What’s the point of this post?

Michael mentioned how important it is for teachers to experience a good online course as learners in order to be good online teachers. In my meeting with his department, they highlighted how learning in a fully online course made faculty more successful later in teaching blended – and it made me realize how blending a workshop about blending makes faculty rely too much on f2f and less on online – so maybe we need to really meet them less often. Maybe just once or twice or not at all. I don’t know. But I also don’t know offhand if designing well with a good caring instructor will be enough if learners aren’t hungry. If they aren’t comfortable. If the fit just doesn’t work. I can think of ways of allowing different pathways and helping them set their own direction, etc. But the hunger part? I don’t think you can work on that in the way chefs work on smell and visuals to intice people to taste.
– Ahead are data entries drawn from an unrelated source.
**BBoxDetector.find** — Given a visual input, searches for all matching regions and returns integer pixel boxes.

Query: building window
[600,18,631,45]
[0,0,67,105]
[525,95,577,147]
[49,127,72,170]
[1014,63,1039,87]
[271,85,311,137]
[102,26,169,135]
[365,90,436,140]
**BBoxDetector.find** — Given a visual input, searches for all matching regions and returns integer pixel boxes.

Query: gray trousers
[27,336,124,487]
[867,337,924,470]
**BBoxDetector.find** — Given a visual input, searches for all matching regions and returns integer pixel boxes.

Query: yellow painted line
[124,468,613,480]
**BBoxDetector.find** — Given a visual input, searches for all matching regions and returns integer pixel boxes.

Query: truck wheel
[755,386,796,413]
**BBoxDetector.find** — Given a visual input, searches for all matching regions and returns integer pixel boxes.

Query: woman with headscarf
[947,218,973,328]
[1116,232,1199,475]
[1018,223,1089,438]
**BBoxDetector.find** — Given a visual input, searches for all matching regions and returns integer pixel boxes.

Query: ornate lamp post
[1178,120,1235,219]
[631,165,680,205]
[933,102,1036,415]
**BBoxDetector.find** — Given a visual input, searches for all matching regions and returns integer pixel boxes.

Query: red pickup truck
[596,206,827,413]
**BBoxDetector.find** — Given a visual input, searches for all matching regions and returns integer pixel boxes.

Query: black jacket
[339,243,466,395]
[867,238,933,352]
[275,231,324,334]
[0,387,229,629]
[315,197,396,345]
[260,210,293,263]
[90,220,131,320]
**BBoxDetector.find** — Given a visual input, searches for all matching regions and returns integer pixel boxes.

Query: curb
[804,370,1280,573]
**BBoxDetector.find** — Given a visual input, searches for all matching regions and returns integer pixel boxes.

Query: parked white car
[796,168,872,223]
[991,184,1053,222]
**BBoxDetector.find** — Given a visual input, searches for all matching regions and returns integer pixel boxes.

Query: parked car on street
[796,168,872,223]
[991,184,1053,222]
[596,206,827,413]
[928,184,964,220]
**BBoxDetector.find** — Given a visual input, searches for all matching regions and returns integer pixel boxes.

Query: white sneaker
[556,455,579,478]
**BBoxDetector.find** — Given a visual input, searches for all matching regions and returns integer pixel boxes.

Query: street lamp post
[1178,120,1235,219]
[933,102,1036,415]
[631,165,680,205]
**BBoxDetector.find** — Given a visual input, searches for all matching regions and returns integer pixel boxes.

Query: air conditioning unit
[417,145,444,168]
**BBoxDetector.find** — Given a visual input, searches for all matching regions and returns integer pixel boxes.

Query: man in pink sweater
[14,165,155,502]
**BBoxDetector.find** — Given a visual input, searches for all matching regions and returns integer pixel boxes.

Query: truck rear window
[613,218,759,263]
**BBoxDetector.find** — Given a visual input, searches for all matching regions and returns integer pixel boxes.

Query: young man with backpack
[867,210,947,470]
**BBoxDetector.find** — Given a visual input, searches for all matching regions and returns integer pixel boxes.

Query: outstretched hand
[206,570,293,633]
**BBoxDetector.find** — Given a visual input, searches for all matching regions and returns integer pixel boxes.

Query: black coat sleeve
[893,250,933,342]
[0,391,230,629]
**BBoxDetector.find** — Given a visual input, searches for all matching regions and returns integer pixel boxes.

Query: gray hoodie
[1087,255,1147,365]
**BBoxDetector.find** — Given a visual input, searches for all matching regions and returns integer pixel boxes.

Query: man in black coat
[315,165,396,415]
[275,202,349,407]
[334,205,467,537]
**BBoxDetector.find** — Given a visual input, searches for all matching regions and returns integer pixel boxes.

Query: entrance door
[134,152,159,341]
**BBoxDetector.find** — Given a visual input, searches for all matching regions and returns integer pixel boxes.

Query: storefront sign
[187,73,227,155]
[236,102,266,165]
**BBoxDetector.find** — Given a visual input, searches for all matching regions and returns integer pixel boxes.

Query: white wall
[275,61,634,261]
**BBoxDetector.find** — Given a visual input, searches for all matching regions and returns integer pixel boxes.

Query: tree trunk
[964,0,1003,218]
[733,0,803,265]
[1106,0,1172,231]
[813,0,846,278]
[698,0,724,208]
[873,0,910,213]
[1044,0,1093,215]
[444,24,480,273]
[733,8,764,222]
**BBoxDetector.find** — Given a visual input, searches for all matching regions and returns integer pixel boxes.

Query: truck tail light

Or can you?

One thought on “Online Learning Experiences that Shape Us

  1. You’ve certainly touched on some important factors linked to why I enjoyed and became an advocate for online learning, integrated tech in teaching and learning, and connecting people to purpose. Being ‘hungry’ for the opportunities that teaching with technology can bring is one way to ensure success. But not everyone knows what the ‘meal’ may be or even know what’s on the menu. Then it’s comfort, fit and variety that will keep teachers and learners coming back for more.

    I agree that teaching online is very different than teaching F2F, and teaching with tech in F2F classrooms is also very different. Experiencing, seeing, playing, trying and making mistakes may not be optimal in higher ed teaching but it would work if there’s a guide or model. Those who have effective online courses should be visible, share their thinking, even when mistakes get made.

    Your final question digs into my thinking about wayfinding – smells and aroma may lead people to the meal, image and presentation of the meal may entice them to try it, and the flavours will keep them at the table. All these are part of the wayfinding experience in digital learning spaces. Those who design digital learning/teaching places need to keep the full range of senses activated and engaged. Those who come to the table need to be open to the possibilities.